Analyses of repeat sequences in the genomes using the REPuter program showed that the characteristics of repeat sequences were similar in the two genomes: 27 repeats were >30 bp in D. sinensis and 28 repeats were >30 bp in D. dyeriana. Using the Tandem Repeats Finder program, 11 and 15 tandem repeats were identified in D. sinensis and D. dyeriana, respectively (Tables S6, S7). Most of the repeats were distributed in intergenic (IGS) or intronic regions; a few were located in genic regions (psaA, psaB, rps2, rps19, ycf1, ycf2, trnS-GCU, trnS-UGA, trnS-GGA) (Tables S6, S7). A total of 118 and 80 microsatellite loci were detected in D. sinensis and D. dyeriana chloroplast genomes, respectively. The most abundant repeat type in both genomes was mononucleotide repeats (Figure S3). In order to investigate the evolutionary characteristics of cpDNA genes, nonsynonymous (Ka) and synonymous substitution rates (Ks), and the ratio Ka/Ks were calculated for the 87 individual protein coding genes in the two species. The Ka values ranged from 0 to 0.08, the Ks values ranged from 0.007 to 0.03, and most Ka/Ks ratios were less than 1, suggesting that cpDNA genes were under purifying selection. Only four genes (rpl32, rpl22, rpl33, cemA) had Ka/Ks ≥ 1 indicating that they had undergone positive selection or neutral selection (Table S8).
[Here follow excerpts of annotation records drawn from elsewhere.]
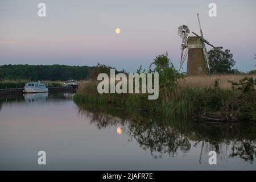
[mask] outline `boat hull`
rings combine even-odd
[[[47,88],[42,89],[42,88],[24,88],[25,93],[46,93],[48,92],[49,90]]]

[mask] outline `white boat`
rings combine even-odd
[[[68,80],[64,83],[64,86],[72,86],[73,88],[77,88],[77,83],[74,80]]]
[[[44,93],[48,92],[48,88],[44,84],[42,84],[40,81],[38,82],[26,83],[24,87],[25,93]]]

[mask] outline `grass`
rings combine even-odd
[[[227,89],[231,89],[231,84],[229,82],[229,81],[238,82],[245,76],[245,75],[213,75],[187,77],[180,81],[179,85],[193,88],[210,88],[214,86],[214,81],[218,79],[220,88]],[[248,75],[246,76],[256,78],[256,75]]]
[[[148,100],[145,94],[100,94],[97,90],[98,82],[88,80],[79,83],[74,100],[77,103],[110,105],[127,110],[160,113],[166,117],[214,122],[256,121],[255,92],[233,90],[229,82],[238,81],[244,77],[187,77],[180,80],[175,88],[159,89],[159,98],[154,101]]]

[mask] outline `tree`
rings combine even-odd
[[[154,68],[152,67],[154,66]],[[156,56],[150,66],[150,73],[159,74],[159,85],[161,88],[173,88],[180,78],[184,77],[174,67],[168,57],[168,53]]]
[[[230,51],[222,51],[222,48],[216,48],[208,52],[209,64],[212,73],[230,73],[236,61],[233,59]]]
[[[3,76],[0,73],[0,82],[2,82],[3,80]]]

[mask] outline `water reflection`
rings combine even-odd
[[[239,157],[252,164],[256,156],[254,123],[195,123],[113,108],[100,109],[98,106],[78,105],[79,113],[89,117],[91,123],[100,130],[121,126],[117,127],[117,133],[125,130],[129,141],[135,140],[154,159],[161,158],[165,154],[174,157],[179,151],[187,154],[192,148],[200,148],[199,164],[201,163],[203,155],[213,150],[222,160]]]
[[[50,158],[47,169],[256,168],[255,124],[195,123],[76,105],[73,96],[0,98],[0,169],[41,169],[36,154],[42,148]],[[212,150],[216,167],[208,164]]]
[[[46,102],[48,94],[48,93],[26,94],[24,96],[24,99],[26,103],[36,102],[38,104],[42,104]]]

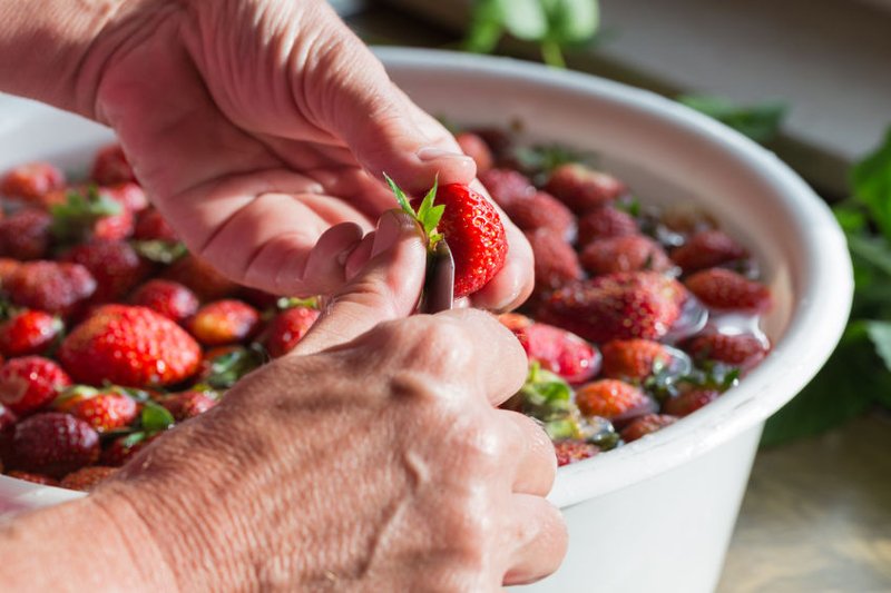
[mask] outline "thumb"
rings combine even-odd
[[[404,213],[389,210],[356,251],[363,249],[370,251],[368,263],[332,297],[292,354],[315,354],[414,310],[427,266],[427,248],[417,223]]]

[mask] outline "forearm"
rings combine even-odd
[[[0,0],[0,91],[89,115],[78,87],[123,0]],[[82,93],[80,93],[82,95]]]
[[[128,512],[85,498],[0,524],[3,591],[170,591],[163,555],[150,537],[139,538],[139,520]]]

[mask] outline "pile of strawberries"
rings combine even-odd
[[[692,414],[766,356],[771,293],[707,213],[644,207],[616,177],[503,130],[458,140],[535,251],[532,298],[501,317],[531,363],[506,405],[545,424],[560,465]]]
[[[30,164],[0,178],[0,196],[7,475],[91,488],[319,316],[187,254],[119,147],[97,155],[85,184]]]

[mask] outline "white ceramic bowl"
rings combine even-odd
[[[435,115],[525,123],[532,140],[600,155],[644,201],[693,200],[763,264],[776,307],[771,356],[738,387],[674,426],[560,470],[551,500],[569,554],[536,591],[714,589],[764,421],[834,348],[851,303],[844,238],[773,154],[659,96],[508,59],[381,49],[393,79]],[[0,103],[0,170],[49,158],[84,167],[108,132],[33,103]],[[77,494],[0,477],[0,512]]]

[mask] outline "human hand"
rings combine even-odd
[[[405,215],[371,255],[297,350],[88,498],[183,589],[497,591],[561,560],[550,441],[495,407],[522,348],[479,310],[403,318],[424,266]]]
[[[275,294],[330,294],[409,190],[471,182],[453,137],[322,0],[119,0],[81,59],[76,109],[110,125],[190,250]],[[502,271],[472,304],[529,295],[531,249],[505,218]],[[345,264],[347,256],[349,264]]]

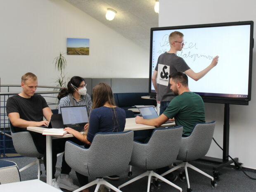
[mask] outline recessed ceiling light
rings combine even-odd
[[[107,13],[106,13],[106,19],[109,21],[112,20],[115,18],[116,13],[116,11],[115,10],[110,8],[108,8],[107,11]]]

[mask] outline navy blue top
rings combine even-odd
[[[103,106],[92,109],[90,116],[87,134],[87,140],[90,142],[92,142],[94,135],[97,133],[123,131],[126,124],[126,112],[123,109],[118,107],[114,109],[116,116],[114,110],[111,107]]]

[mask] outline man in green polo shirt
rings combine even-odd
[[[181,72],[172,73],[170,77],[171,89],[178,95],[173,99],[163,114],[156,118],[144,119],[136,116],[135,122],[159,127],[169,119],[175,119],[176,126],[183,126],[183,136],[190,135],[195,124],[205,123],[204,104],[201,97],[190,92],[187,75]]]

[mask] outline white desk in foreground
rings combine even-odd
[[[126,119],[126,123],[124,130],[143,130],[146,129],[151,129],[155,128],[154,126],[146,126],[142,125],[142,124],[137,124],[135,123],[135,118],[128,118]],[[160,126],[159,127],[171,127],[175,126],[175,123],[169,123],[164,124]],[[45,128],[38,127],[28,127],[27,129],[31,131],[38,133],[43,133],[43,132],[45,129],[48,128]],[[46,135],[46,172],[47,175],[46,175],[46,183],[49,185],[52,185],[52,137],[58,138],[67,138],[71,137],[73,137],[72,135],[67,134],[63,136],[57,135]]]
[[[2,192],[60,192],[59,190],[38,179],[0,185],[0,191]]]

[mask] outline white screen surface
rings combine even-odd
[[[185,45],[177,55],[196,73],[205,69],[216,55],[217,65],[196,81],[189,77],[190,90],[198,93],[247,97],[248,94],[250,25],[153,31],[152,74],[159,56],[170,50],[169,34],[184,35]],[[152,84],[152,90],[154,90]]]
[[[64,125],[89,121],[86,106],[61,107],[61,110]]]

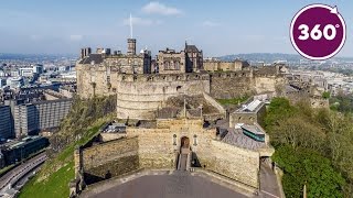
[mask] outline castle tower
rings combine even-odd
[[[128,55],[136,55],[136,38],[128,38]]]
[[[130,37],[128,38],[128,55],[136,55],[136,38],[132,37],[132,16],[130,13]]]

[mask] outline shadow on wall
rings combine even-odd
[[[106,174],[105,174],[105,177],[99,177],[99,176],[97,176],[97,175],[92,175],[92,174],[89,174],[89,173],[85,173],[85,174],[84,174],[84,178],[85,178],[85,183],[86,183],[87,185],[90,185],[90,184],[94,184],[94,183],[99,183],[99,182],[101,182],[101,180],[111,178],[111,173],[110,173],[110,170],[108,169],[108,170],[106,172]]]
[[[192,155],[191,155],[191,167],[202,167],[197,158],[197,154],[195,152],[192,152]]]

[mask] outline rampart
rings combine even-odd
[[[278,67],[237,72],[120,74],[115,66],[77,64],[77,92],[83,98],[117,95],[117,118],[156,119],[170,97],[207,94],[213,98],[274,92],[285,82]]]
[[[258,188],[259,153],[217,141],[216,130],[204,129],[201,119],[158,120],[154,129],[128,128],[126,134],[82,148],[75,169],[83,169],[86,184],[140,168],[173,170],[188,138],[196,167]]]
[[[86,184],[93,184],[139,168],[138,138],[115,140],[82,151]]]

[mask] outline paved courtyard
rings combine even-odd
[[[111,184],[109,185],[111,186]],[[101,187],[101,186],[100,186]],[[99,188],[99,187],[96,187]],[[101,190],[103,189],[103,190]],[[99,198],[245,198],[246,196],[185,172],[146,175],[107,189],[89,190],[82,197]]]

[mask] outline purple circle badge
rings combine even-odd
[[[340,52],[345,42],[345,23],[336,7],[310,4],[292,19],[290,40],[309,59],[322,61]]]

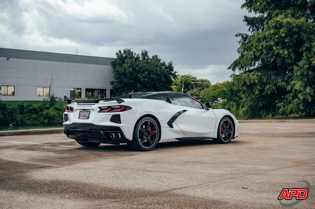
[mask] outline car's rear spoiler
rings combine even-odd
[[[100,101],[116,101],[118,104],[121,104],[125,102],[125,100],[122,100],[119,98],[105,98],[105,99],[99,99],[98,100],[73,100],[70,99],[67,100],[67,103],[68,104],[72,103],[77,103],[78,104],[85,104],[85,103],[98,103]]]

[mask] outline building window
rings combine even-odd
[[[0,86],[1,95],[3,96],[14,96],[14,86]]]
[[[113,89],[109,90],[109,94],[111,98],[114,97],[114,91],[113,91]]]
[[[81,90],[79,88],[70,88],[70,98],[81,100]]]
[[[89,100],[106,98],[106,90],[99,88],[86,88],[85,97]]]
[[[50,96],[50,88],[45,87],[37,87],[37,96],[49,97]]]

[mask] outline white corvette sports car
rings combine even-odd
[[[212,139],[226,144],[238,136],[238,122],[228,110],[213,109],[177,92],[140,92],[114,98],[68,100],[67,136],[84,146],[127,144],[149,151],[158,142]]]

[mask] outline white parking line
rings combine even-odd
[[[79,147],[74,147],[73,146],[65,146],[65,145],[50,145],[49,144],[41,144],[39,143],[32,143],[32,142],[22,142],[22,141],[2,141],[0,140],[0,142],[8,142],[8,143],[16,143],[19,144],[39,144],[40,145],[43,146],[54,146],[54,147],[67,147],[69,148],[79,148]],[[6,155],[6,154],[17,154],[17,153],[32,153],[32,152],[46,152],[46,151],[51,151],[54,150],[72,150],[73,149],[54,149],[54,150],[39,150],[39,151],[26,151],[26,152],[14,152],[12,153],[0,153],[0,155]]]
[[[41,145],[43,144],[40,144],[39,143],[32,143],[32,142],[21,142],[21,141],[2,141],[2,140],[0,140],[0,142],[11,142],[11,143],[19,143],[21,144],[41,144]]]
[[[238,132],[249,132],[249,133],[260,133],[260,131],[239,131]]]
[[[270,125],[272,126],[315,126],[315,124],[285,124],[285,122],[283,122],[280,124],[270,124],[270,123],[268,123],[268,125]],[[242,124],[242,125],[261,125],[261,124],[259,124],[259,123],[243,123]]]
[[[244,127],[240,126],[240,128],[245,128]],[[251,127],[246,127],[247,128],[266,128],[267,129],[291,129],[292,128],[285,128],[285,127],[269,127],[268,126],[251,126]]]
[[[12,153],[0,153],[0,155],[9,155],[9,154],[16,154],[19,153],[40,153],[41,152],[49,152],[49,151],[55,151],[58,150],[73,150],[73,149],[55,149],[54,150],[36,150],[35,151],[24,151],[24,152],[13,152]]]
[[[60,146],[58,146],[58,147],[70,147],[71,148],[78,148],[80,147],[74,147],[72,146],[63,146],[63,145],[60,145]]]

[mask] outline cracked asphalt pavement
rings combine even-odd
[[[301,181],[312,187],[295,207],[315,208],[315,120],[242,123],[239,134],[147,152],[63,134],[0,137],[0,208],[281,208],[282,188]]]

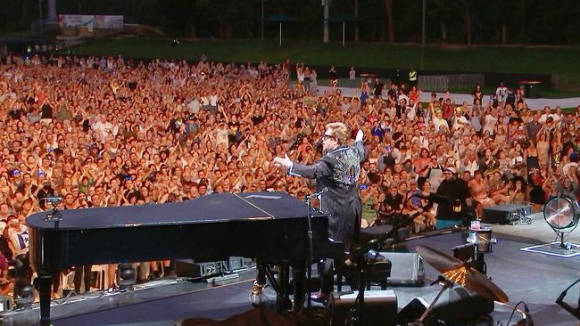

Phylogenetic Analyses Based on the Complete Chloroplast Genome

The plastid genomes (with one IR region removed) of 11 species, including D. sinensis and D. dyeriana, were used to construct a phylogenetic tree. The data set comprised of 152,721 nucleotide positions with 10,179 informative sites for the ingroup taxa. However, there were only 458 informative sites for the four aceraceous species. ML analyses resulted in a fully resolved tree with 9 of the 10 nodes supported by 100% bootstrap values; all the species of Aceraceae formed a monophyletic clade (Figure 5). With respect to the Bayesian analysis, the identical topology was obtained with a posterior probability of 1.0. ML and Bayesian analyses were separately conducted using the LSC, IR, and SSC genomic regions; these analyses yielded an identical topology with all aceraceous species in a monophyletic clade (Figures S4S6). The two Dipteronia species did not cluster in the same clade except when the SSC region was used to construct the phylogenetic tree, indicating that there is considerable divergence between D. sinensis and D. dyeriana.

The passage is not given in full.